Naive Implementation

Let's now walk through what a naive implementation might require.

Vocab = dict[int, bytes]
Merges = list[tuple[bytes, bytes]]
WordCounts = dict[tuple[bytes, ...], int]
PairCounts = dict[tuple[bytes, bytes], int]


def train_bpe(
    input_path: str,
    vocab_size: int,
    special_tokens: list[str],
) -> tuple[Vocab, Merges]:
    """Train a BPE tokenizer and return vocabulary and merges."""
    word_counts = pretokenize(input_path, special_tokens)
    vocab = build_initial_vocab(special_tokens)
    merges: Merges = []

    num_merges = vocab_size - len(vocab)

    for _ in range(num_merges):
        best_pair = find_most_frequent_pair(word_counts, vocab)
        if best_pair is None:
            break
        merges.append(best_pair)
        vocab[len(vocab)] = best_pair[0] + best_pair[1]
        word_counts = apply_merge(word_counts, best_pair)

    return vocab, merges

Let's break down what's happening here on a high level.

Pretokenization : Firstly, we pretokenize the words that we have to get a count of all the words that we have. This is done by reading the input file and then splitting it into words.
Vocabulary and Merges : Then we'll build an initial vocabulary here that maps each word to a unique token ID. This means that when we encode our text, we'll go from a list of words to a list of token IDs. For instance, the words Hello World map over to 31373, 995 in the original GPT-2 tokenizer. We also initialise a list of Merges. This will store all of the merged words (Eg. AB ) in their byte string format so that we can refer to them later.
Finding the most frequent pair : The next step is to find the most frequent pair of bytes in the vocabulary. This is done by iterating over all the pairs of bytes in the vocabulary and counting how many times each pair appears. The pair with the highest count is the most frequent pair.
Applying our Merge: Once we've found this most common pair, we need to then apply the merge to the current list of words that we have. For instance, if we decided that now we wanted to merge the character el, then our new list of words that we have is H,e,l,l,o, W,o,r,l,d becomes H,el,lo W,or,l,d.

In other words, we replace all instances of the pair in the list of words we have

Once we've finished it all, we'll have a new vocabulary and a list of merges that we can use to encode our text. If this doesn't make sense at first, it will once we walk through our implementation.

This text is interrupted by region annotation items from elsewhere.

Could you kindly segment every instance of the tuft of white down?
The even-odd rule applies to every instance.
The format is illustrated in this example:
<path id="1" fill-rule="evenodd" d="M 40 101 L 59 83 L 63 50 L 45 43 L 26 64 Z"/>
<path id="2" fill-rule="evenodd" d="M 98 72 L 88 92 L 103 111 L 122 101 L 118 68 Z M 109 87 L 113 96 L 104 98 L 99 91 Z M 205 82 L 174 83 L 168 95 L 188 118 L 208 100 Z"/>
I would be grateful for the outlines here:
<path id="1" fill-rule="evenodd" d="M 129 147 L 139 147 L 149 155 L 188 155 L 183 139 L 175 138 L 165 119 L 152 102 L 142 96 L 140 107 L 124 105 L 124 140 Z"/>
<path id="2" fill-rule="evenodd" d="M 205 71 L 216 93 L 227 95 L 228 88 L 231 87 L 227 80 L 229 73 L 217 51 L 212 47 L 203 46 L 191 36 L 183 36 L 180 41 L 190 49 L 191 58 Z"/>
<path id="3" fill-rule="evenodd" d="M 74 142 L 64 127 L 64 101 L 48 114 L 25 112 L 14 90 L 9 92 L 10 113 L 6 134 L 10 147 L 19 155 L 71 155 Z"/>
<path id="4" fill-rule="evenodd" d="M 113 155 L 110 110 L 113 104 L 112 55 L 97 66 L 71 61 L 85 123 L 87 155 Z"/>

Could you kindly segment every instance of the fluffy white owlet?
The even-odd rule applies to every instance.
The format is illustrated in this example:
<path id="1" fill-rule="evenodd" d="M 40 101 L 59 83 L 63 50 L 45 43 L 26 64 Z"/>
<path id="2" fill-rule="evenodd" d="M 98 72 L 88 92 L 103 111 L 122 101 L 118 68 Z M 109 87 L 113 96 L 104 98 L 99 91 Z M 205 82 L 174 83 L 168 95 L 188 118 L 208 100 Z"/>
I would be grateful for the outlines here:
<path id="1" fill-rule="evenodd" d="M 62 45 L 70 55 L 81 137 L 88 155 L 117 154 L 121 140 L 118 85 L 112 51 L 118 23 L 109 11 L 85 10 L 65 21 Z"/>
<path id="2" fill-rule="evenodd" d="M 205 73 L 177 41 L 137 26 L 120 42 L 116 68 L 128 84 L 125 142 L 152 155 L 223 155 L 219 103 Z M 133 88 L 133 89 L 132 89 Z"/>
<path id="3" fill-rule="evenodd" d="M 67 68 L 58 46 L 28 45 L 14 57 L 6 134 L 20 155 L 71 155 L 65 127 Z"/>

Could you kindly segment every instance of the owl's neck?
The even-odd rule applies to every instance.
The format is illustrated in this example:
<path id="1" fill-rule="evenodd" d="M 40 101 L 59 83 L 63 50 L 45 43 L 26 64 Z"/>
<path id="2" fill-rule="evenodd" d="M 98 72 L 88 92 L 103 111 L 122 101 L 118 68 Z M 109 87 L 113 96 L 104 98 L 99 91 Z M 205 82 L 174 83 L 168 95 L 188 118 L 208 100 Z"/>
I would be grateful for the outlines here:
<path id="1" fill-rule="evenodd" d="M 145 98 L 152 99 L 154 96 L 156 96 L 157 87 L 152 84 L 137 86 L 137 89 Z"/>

It's useful here to also note what each type here represents

Vocab = dict[int, bytes]
Merges = list[tuple[bytes, bytes]]
WordCounts = dict[tuple[bytes, ...], int]
PairCounts = dict[tuple[bytes, bytes], int]

We have

Vocab which is a mapping of Token IDs to the bytes of the words that they represent (Eg. 312 -> Hello which would be represented as b'Hello')
Merges which is a list of tuples of bytes that represent the merged words (Eg. AB )
WordCounts which is a dictionary that maps each word to the number of times it appears in the corpus
PairCounts which is a dictionary that maps each pair of bytes to the number of times it appears in the corpus

Pre-Tokenization

Before we can analyze our text, we need to convert it from human-readable characters into a numerical format that our algorithm can process. This is done by encoding the text into bytes using a standard like UTF-8. In Python, a sequence of bytes, or a "byte string," is represented with a b'' prefix, like b'hello'.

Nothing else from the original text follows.